The original plan included parallelizing the Numba gridding kernel. A
cProfile run showed it accounted for less than 1 second of 32 seconds --
the I/O path was 30x more important. Always profile to find the actual
bottleneck before writing optimization code.

```bash
uv run python -m cProfile -o /tmp/profile.prof \
    .venv/bin/aeic trajectories-to-grid <args>

python -c "
import pstats
s = pstats.Stats('/tmp/profile.prof')
s.sort_stats('tottime').print_stats(40)
"
```

### 5. Validation has a cost -- bypass it on trusted internal paths

Defensive type-checking in `__setattr__` is valuable for user-facing
APIs, but when data is being loaded from a schema-enforced store (like
NetCDF), the types are already correct by construction. In tight loops,
the per-assignment overhead of `np.can_cast` + `ndarray.astype` adds up
quickly. If you can identify an internal code path where the data
provenance is guaranteed, writing directly to the underlying storage
(`_data` dict) avoids redundant validation. Keep such bypasses private
and well-commented so they don't leak into user-facing code.

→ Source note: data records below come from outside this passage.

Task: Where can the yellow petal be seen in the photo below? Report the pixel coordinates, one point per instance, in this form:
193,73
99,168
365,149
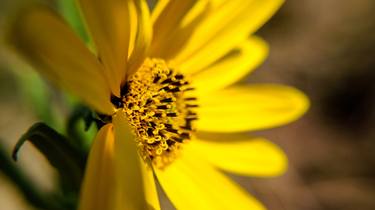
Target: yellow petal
142,37
173,23
190,183
150,187
109,25
99,183
242,60
251,107
251,157
133,184
229,24
43,38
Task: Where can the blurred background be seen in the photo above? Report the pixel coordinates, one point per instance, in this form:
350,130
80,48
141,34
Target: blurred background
326,48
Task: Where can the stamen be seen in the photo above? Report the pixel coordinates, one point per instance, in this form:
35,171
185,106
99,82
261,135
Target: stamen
155,100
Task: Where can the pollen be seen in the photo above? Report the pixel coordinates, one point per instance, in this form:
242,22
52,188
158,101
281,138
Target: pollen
160,106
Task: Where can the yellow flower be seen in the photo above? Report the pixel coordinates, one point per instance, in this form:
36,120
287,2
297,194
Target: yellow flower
163,84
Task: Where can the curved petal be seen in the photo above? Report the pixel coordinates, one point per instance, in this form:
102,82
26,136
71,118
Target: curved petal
229,24
98,185
114,179
250,157
251,107
109,23
43,38
173,22
190,183
142,36
241,61
133,184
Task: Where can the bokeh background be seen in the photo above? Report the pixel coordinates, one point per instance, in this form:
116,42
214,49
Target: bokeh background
325,48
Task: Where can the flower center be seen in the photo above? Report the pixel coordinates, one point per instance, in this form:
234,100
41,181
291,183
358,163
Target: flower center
160,107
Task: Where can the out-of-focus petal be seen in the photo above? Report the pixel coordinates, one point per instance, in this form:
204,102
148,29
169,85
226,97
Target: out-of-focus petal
250,157
191,183
133,185
98,188
44,39
229,24
241,61
250,107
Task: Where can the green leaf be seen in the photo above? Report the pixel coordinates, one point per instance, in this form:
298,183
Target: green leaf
70,11
68,161
29,190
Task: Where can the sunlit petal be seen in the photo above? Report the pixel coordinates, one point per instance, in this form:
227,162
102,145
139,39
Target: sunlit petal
250,107
230,23
190,183
250,156
241,61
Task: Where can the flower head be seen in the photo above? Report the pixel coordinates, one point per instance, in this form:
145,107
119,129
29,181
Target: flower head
159,81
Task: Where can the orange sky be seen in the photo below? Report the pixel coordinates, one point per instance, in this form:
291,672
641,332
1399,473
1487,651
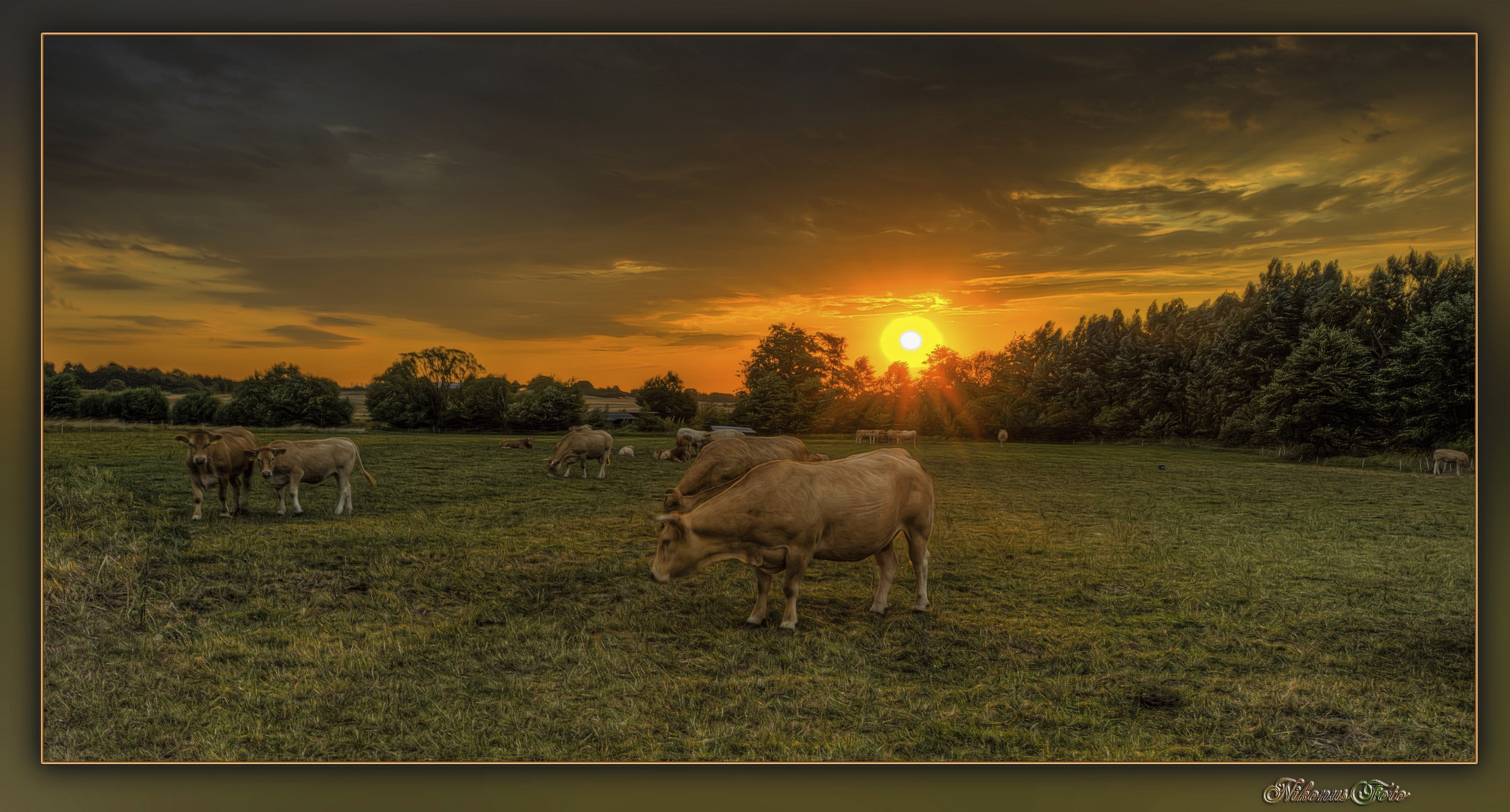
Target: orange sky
617,209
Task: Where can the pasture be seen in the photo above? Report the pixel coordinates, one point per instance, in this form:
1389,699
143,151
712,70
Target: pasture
1086,605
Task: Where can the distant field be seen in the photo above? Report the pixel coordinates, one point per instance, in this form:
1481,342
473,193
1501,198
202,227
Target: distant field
1086,605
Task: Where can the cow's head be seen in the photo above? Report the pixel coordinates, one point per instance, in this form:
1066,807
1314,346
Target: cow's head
199,443
263,459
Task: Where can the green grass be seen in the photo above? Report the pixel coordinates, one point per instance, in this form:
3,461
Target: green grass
1084,605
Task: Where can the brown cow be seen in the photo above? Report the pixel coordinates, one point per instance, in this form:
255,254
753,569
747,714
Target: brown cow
725,461
579,447
287,462
1444,456
215,458
783,515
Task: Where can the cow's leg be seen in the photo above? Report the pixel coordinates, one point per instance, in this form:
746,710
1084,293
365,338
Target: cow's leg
918,551
199,497
762,593
887,560
792,584
226,508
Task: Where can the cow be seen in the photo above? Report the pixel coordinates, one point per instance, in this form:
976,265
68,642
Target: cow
784,515
726,461
286,464
1448,456
215,458
579,447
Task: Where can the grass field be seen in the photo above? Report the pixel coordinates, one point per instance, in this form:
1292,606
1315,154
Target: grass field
1086,605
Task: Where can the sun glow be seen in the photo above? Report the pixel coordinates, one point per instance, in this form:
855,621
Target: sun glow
909,338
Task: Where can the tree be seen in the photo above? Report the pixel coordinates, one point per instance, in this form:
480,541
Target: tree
61,395
197,408
283,395
1324,394
666,397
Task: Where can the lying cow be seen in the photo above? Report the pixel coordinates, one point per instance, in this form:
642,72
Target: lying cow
579,447
217,458
1444,456
783,515
289,462
726,461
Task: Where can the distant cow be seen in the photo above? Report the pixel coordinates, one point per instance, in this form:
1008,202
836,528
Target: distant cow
781,517
217,458
725,461
579,447
287,462
1444,456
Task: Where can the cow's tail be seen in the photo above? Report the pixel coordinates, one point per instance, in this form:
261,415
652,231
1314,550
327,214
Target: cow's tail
370,480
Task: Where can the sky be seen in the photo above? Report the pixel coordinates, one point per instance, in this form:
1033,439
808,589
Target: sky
612,208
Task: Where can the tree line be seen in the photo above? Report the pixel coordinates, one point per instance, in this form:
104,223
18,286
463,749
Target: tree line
1306,356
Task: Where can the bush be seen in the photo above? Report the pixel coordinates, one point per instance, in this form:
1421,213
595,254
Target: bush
199,408
61,395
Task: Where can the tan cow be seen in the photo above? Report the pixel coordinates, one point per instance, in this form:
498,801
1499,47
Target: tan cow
784,515
215,458
286,464
725,461
579,447
1444,456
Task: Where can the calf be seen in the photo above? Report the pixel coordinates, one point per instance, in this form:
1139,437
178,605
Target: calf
217,458
287,462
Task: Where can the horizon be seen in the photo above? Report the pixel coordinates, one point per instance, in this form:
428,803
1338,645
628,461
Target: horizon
611,209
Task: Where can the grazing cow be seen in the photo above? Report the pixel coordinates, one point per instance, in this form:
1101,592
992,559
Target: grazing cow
781,517
215,458
726,461
1448,456
579,447
287,462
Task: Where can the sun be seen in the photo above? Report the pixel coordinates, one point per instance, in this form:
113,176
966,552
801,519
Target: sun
909,338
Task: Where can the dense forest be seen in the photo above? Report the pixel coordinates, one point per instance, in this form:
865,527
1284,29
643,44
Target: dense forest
1306,358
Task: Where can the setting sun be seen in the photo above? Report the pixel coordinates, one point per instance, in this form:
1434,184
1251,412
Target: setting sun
909,338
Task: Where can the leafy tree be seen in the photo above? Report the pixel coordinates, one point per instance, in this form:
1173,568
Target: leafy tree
1324,394
61,395
283,395
197,408
668,397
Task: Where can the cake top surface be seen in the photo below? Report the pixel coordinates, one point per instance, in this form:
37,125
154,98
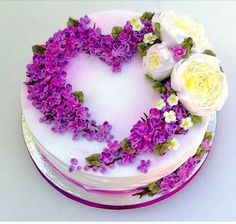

### 6. Understand the library stack beneath you

netCDF4-Python wraps netCDF-C, which wraps HDF5. Each layer adds
overhead per call. Patterns that look fine in pure Python (dictionary
comprehensions that index a variable N times) become expensive when each
index operation traverses three library boundaries. Think of NetCDF
variable access as I/O, not as array indexing.

### 7. Collect all IDs before entering a read loop

When a loop calls a lookup function for each element in a result set,
any per-call cost that scales with the *full dataset* — such as reading
an entire index array — is paid once per element instead of once total.

```python
# Bad: reads the full flight_id index array on every iteration
for flight in result:
    traj = store.get_flight(flight.flight_id)   # O(M) I/O × N times

# Good: read the index once, then map all IDs in one vectorized pass
flight_ids = [flight.flight_id for flight in result]
yield from store.iter_flight_ids(flight_ids)    # O(M) I/O × 1 time
```

The pattern generalises: if a lookup helper re-reads any shared resource
(a database index, a config file, a NetCDF variable) on every call,
restructure the caller to collect all keys up front and call a bulk
variant of the lookup instead. NumPy's `searchsorted` is the natural
tool for sorted integer or float index lookups.